A similar metaphor is exploited in The News, which details how propaganda turns into news when the omniscient narrator remarks about a dead Bab, "But his mouth, kept tightly shut for so many years, was now open." The way the desire to procure basic rights turns people into cogs of an exploitative regime is apt and prescient—and stands testament to the writer's craft.
The translators—Kalpana Raina (Kaul’s niece who spearheaded the effort), Tanveer Ajsi, Gowhar Fazili and Gowhar Yaqoob—handpicked the stories from four of his collections, Pata Laraan Parbat (1972), Haalas Chhu Rotul (1985), Yeth Razdanay (1996) and Zool Apaerim (2001). The translation feels natural, with no forceful embellishments, maintaining the sparseness of Kaul’s prose. A more comprehensive introduction trying to map the writer’s literary journey or situating the stories in the broader sociopolitical unrest, however, would have helped a reader unfamiliar with the terrain.

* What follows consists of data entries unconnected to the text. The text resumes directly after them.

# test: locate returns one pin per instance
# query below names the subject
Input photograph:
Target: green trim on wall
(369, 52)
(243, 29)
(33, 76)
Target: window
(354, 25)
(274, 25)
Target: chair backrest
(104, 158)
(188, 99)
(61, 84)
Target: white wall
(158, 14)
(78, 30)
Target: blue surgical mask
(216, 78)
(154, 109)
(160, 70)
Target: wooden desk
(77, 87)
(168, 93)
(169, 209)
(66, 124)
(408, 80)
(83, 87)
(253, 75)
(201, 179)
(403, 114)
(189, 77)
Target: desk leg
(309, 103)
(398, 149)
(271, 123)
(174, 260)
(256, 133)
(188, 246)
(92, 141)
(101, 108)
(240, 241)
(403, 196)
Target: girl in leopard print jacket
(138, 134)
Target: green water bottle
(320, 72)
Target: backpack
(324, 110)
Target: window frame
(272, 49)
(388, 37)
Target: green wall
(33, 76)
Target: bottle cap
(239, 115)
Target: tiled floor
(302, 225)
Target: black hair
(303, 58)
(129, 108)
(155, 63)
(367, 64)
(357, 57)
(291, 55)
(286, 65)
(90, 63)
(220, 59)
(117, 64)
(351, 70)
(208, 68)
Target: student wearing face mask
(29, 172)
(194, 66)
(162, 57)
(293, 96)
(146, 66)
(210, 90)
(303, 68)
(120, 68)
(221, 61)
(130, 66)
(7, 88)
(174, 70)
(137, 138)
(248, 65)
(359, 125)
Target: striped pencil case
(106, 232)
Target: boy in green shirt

Another interesting craft point is the use of weather to delineate emotions. While Western writers tend to use the cold to invoke a glum, depressive mood, here, the metaphor extends to silencing by brute force. In A Late Winter, an ageing couple keeps returning to Kashmir at the end of winter, only to realise that the stormy weather, a metaphor for political unrest, stretches. While the son, forced to work in Delhi and hating it, complains about his father’s illnesses, the father suddenly says, “The winter won’t be for long,” referring to Kashmir’s weather as well as his own decline.

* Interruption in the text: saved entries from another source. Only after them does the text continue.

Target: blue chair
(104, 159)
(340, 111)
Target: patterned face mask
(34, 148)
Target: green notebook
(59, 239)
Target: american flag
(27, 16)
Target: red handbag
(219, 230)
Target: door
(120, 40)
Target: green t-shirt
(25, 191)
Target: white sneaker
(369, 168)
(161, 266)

In the first story Sunshine, we meet Poshkuj, a white-haired, wrinkled woman who shifted to Delhi from Srinagar. While basking in the afternoon sun is a definite respite, she grapples with the dichotomy of “traditional” and “modern”. In a telling scene, when the daughter-in-law wants to work, she is suddenly aghast. Why would you want her to work, she questions her son, when your salary is just enough. The son’s desire to scale the social hierarchy is deemed as greed by her. In an acutely observed scene, the difference between Miss and Mrs.—the mannerisms and subtle hypocrisy when they can be called by name—unnerves her. She feels like a misfit and begins to think if she should return to Kashmir, and the story, like most others, ends on an indecisive note. But one thing's for sure—she wants to take baskets full of sunshine with her.

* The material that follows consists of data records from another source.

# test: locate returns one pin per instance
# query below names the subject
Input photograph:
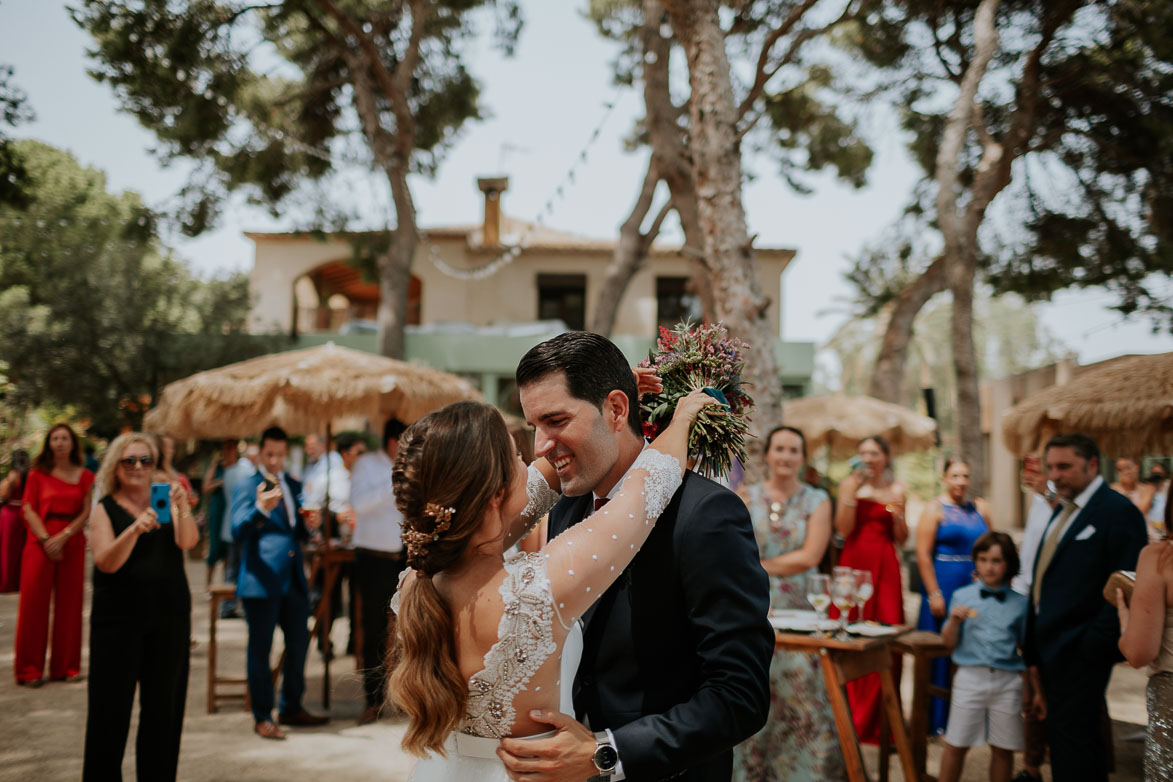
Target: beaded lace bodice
(524, 641)
(560, 584)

Nevertheless, some stories take the worn-out, cliched plot points. Like the plain remorse of parents for a son who doesn't wish to return from abroad in the story The Lights On The Other Side, or a husband who was otherwise a good man but never consummated his marriage in The Saint And The Witch could have been saved by fleshing out the psychological dilemma of the central characters or by subverting the accepted narrative.
Even as Kaul’s stories deal with Kashmir’s tragedy with measured detachment and nuance, they are rife with universal elements that breach the narrow strictures of time and place. His steadfast belief in humanity makes these stories urgent, compelling, and relevant even after half a century.
Kinshuk Gupta is a resident doctor and writer of Yeh Dil Hai Ki Chor Darwaja, a book on LGBT short fiction.